Arts
Brief Reviews
The following films were shown at the 13th New York Sephardic Film Festival, cosponsored by the American Sephardi Federation/Sephardic House and the Yeshiva University Museum. The festival ran at the Center for Jewish History. The films were reviewed by Judith Gelman Myers. Look for them in your neighborhood festival or theater.
Shiva
In spite of expert filmmaking—the A-list acting is superb, the mise-en-scène top-notch—this film never rises above its characters, a family of greedy, self-centered Moroccan Jews gathered to observe the official period of mourning. Like My Mexican Shiva, this nonnarrative tale crosscuts between family members and their individual crises, but the script, cowritten by Ronit Elkabetz and her brother Shlomi, is so wrapped up in the family’s pain that it never lets its actors do anything but hurt. Even Moshe Ivgy and the fabulous Elkabetz come off more tedious than tragic. Les Films du Losange (www.filmsdulosange.fr).

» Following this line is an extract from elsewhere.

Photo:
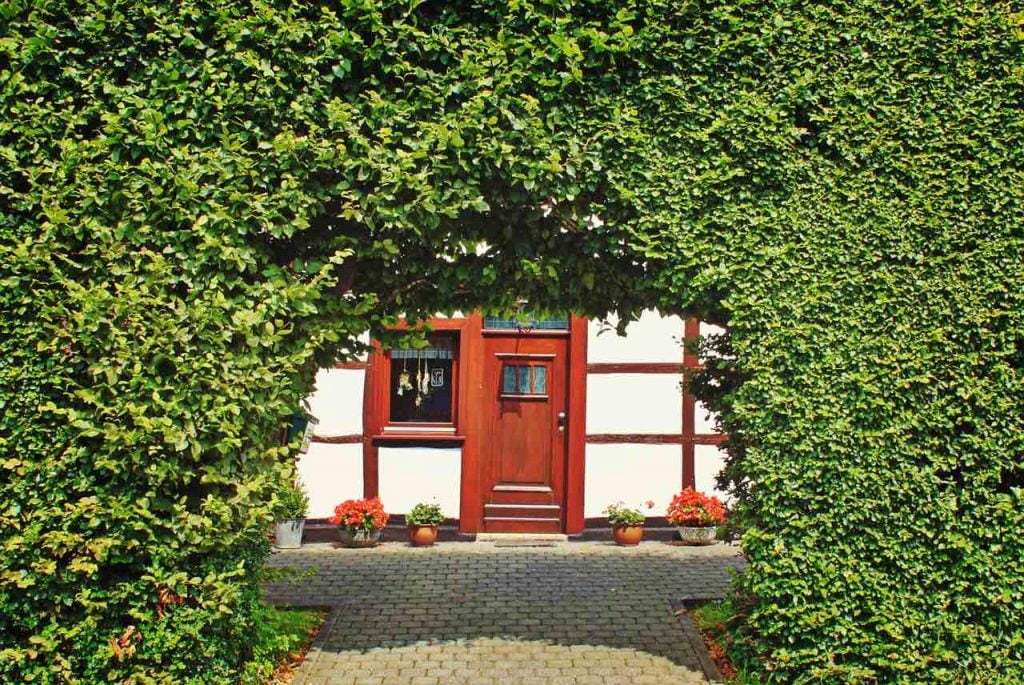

About Sugarcane and Homecoming
When the Inquisition followed Sefardic Jews to Brazil, many converted to Catholicism but practiced their Judaism in secret. Today, their descendants are openly reclaiming their Jewish heritage. In Israel, they are meeting opposition, as the Orthodox rabbinate is insisting that they formally convert back to Judaism. The Brazilians consider this mandate from the Holy Land a slight to their honor—but, more important, to the honor, memory and suffering of their exiled ancestors. Ruth Diskin Films (www.ruthfilms.com).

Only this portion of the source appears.